السبت، 28 أكتوبر 2017

My Old and New Self

I feel as if my whole life is a ship wreck. I have listened to the song 'pray' for a whole day now, I like how it goes... I'm young and I'm foolish,...I'm somewhat naive,... baby I pray, pray y y y... I'm still here and I'm still your disciple...

It just convey so much meaning. I want to say that I need to pray, but I don't know if my prayers are accepted. "pray for a glimmer of hope." I had stepped into issues way beyond me, only to come to the conclusion that I can't argue what I don't know, borrowing other people's voices, and that I'm infinitely stupid. 

"won't you call me? can we have a one on one please? Let's talk about freedom."

I feel so detached like I'm a torn out tree, and that I have no roots or origins. Like I'm just a body floating in space without a mother or a father, like my siblings don't exist. I feel like a void.

"I'm down on my knees, I'm begging you please.."

I don't know if I made the right decisions concerning the people I associate myself with, I certainly have no criteria.

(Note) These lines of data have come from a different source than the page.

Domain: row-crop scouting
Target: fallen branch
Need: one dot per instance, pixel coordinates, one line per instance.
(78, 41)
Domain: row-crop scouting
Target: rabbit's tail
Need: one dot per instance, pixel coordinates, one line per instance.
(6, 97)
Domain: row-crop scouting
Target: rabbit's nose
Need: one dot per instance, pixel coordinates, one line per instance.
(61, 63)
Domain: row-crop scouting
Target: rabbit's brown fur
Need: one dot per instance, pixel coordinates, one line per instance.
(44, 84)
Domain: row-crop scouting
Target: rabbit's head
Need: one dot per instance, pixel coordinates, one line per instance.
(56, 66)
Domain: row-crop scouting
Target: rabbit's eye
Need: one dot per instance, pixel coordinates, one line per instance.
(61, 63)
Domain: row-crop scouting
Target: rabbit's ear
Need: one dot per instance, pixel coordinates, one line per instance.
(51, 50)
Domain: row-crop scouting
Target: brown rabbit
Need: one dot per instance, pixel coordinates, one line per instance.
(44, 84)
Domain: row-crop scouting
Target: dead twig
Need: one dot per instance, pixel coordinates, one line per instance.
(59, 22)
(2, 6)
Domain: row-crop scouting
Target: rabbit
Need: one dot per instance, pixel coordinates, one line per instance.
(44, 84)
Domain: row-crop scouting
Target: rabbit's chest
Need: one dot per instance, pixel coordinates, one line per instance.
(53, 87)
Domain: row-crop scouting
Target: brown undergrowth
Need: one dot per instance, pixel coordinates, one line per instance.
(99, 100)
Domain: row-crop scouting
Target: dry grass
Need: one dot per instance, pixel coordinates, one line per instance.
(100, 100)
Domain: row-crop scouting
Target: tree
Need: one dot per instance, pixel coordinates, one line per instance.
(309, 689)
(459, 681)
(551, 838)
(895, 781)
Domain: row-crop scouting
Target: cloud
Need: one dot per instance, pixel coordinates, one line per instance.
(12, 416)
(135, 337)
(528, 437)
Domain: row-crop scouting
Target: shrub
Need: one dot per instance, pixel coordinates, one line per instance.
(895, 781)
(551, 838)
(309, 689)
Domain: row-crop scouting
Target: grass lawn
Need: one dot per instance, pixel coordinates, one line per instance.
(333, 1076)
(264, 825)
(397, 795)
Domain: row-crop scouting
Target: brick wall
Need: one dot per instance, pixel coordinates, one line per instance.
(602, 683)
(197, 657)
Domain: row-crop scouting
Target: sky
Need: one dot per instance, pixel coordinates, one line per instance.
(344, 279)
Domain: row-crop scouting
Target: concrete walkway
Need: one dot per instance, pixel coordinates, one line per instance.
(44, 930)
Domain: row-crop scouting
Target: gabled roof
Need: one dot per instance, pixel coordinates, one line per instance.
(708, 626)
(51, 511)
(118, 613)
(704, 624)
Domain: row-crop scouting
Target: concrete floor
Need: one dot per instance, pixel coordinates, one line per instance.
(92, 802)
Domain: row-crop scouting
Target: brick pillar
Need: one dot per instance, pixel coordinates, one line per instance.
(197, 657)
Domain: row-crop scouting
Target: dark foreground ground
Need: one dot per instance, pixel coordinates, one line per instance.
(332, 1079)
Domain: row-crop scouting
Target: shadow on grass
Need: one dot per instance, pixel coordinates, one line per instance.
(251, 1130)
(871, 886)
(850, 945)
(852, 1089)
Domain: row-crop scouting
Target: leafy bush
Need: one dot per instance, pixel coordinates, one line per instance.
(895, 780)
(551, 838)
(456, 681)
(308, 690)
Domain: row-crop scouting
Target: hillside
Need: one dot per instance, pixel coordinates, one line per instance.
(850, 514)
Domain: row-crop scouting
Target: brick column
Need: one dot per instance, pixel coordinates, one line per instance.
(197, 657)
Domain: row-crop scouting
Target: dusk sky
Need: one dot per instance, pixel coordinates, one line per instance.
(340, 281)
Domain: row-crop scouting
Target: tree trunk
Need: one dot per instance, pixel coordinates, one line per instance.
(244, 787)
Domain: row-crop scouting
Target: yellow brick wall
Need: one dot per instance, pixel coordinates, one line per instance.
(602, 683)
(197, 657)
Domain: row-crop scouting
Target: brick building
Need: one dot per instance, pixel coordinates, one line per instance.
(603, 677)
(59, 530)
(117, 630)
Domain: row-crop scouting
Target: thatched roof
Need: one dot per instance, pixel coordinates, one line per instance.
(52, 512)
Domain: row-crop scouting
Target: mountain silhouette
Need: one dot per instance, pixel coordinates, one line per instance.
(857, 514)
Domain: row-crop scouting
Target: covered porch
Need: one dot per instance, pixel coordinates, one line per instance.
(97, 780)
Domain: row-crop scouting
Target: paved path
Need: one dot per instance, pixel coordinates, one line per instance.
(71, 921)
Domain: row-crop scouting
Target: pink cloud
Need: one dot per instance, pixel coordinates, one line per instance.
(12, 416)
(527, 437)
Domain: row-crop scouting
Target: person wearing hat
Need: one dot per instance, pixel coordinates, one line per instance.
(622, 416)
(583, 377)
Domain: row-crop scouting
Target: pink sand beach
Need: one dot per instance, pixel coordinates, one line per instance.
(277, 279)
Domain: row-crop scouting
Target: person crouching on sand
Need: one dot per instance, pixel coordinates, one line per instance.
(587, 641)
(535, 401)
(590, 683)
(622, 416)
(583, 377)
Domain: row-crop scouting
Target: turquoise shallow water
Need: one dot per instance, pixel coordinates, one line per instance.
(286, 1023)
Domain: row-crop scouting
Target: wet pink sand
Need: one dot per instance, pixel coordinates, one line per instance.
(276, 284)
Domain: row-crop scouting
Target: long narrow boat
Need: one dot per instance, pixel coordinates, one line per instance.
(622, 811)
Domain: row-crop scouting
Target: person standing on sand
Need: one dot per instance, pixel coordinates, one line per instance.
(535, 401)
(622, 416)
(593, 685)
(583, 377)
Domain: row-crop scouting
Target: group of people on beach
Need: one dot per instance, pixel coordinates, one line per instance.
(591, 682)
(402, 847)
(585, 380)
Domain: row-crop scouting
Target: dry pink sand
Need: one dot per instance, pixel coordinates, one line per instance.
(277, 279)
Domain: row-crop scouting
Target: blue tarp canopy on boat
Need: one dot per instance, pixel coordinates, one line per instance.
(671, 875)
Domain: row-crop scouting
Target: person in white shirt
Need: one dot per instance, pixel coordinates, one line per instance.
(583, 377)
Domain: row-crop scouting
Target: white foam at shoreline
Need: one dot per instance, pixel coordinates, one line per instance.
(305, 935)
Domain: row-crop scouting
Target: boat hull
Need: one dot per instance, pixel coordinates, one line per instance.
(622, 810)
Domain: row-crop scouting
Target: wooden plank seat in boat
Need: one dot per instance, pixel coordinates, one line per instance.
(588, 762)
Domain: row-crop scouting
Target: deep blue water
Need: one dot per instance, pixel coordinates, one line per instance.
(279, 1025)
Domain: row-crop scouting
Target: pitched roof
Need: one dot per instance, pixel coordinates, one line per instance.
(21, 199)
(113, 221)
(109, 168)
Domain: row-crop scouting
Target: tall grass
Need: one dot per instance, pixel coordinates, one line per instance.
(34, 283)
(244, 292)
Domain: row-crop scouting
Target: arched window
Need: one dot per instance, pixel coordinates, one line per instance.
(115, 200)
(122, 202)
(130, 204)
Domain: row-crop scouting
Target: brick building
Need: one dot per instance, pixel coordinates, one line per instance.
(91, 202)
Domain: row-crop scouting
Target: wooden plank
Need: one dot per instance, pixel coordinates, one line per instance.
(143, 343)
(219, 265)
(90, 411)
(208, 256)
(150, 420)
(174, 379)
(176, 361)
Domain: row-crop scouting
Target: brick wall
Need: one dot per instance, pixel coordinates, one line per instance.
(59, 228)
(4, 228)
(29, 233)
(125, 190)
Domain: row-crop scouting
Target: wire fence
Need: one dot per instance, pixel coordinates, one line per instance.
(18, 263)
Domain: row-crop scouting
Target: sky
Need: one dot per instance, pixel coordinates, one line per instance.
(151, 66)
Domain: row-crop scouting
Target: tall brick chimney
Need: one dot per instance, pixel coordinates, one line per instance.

I'm just fooling around with whoever, and not paying attention to the downfalls, I have nothing to lose, that'd be my only consolation. 

And I have to shine in the brightest way possible, where would the fire ignite within me? I don't know.

In times of solitude I retreat for old pleasures. Like reading forbidden scripture. I can't help it, I must find another thing equally persuasive. 

الخميس، 26 أكتوبر 2017

Once. 
I just like the way it looks.

I love few things in life, I don't study and do little work to compensate for that. So, basically I'm useless and depressed. I wish I was better :) 

السبت، 7 أكتوبر 2017

ELP

Lately I've been part of the ELP which stands for Experiential Learning Program. I get to go to ABA (American British Academy) every tuesday and get to observe a class. Before we went there for the first time we got to write down which class we wanted and I picked 5th grade, the class is made up of lovely kind students. None of them bothered me. Luckily as the weeks pass I find my self learning more. And the class teacher is Mr. V who is a very strict teacher. 

Last week since grade 5, 4, and 3 were having tests we were sent to a grade 2 class to observe. It was nice, I could easily notice the progress of their work, and correct simple mistakes they made. I also had a chat with Mr. C their teacher, and it made feel anxious and excited to come the coming weeks.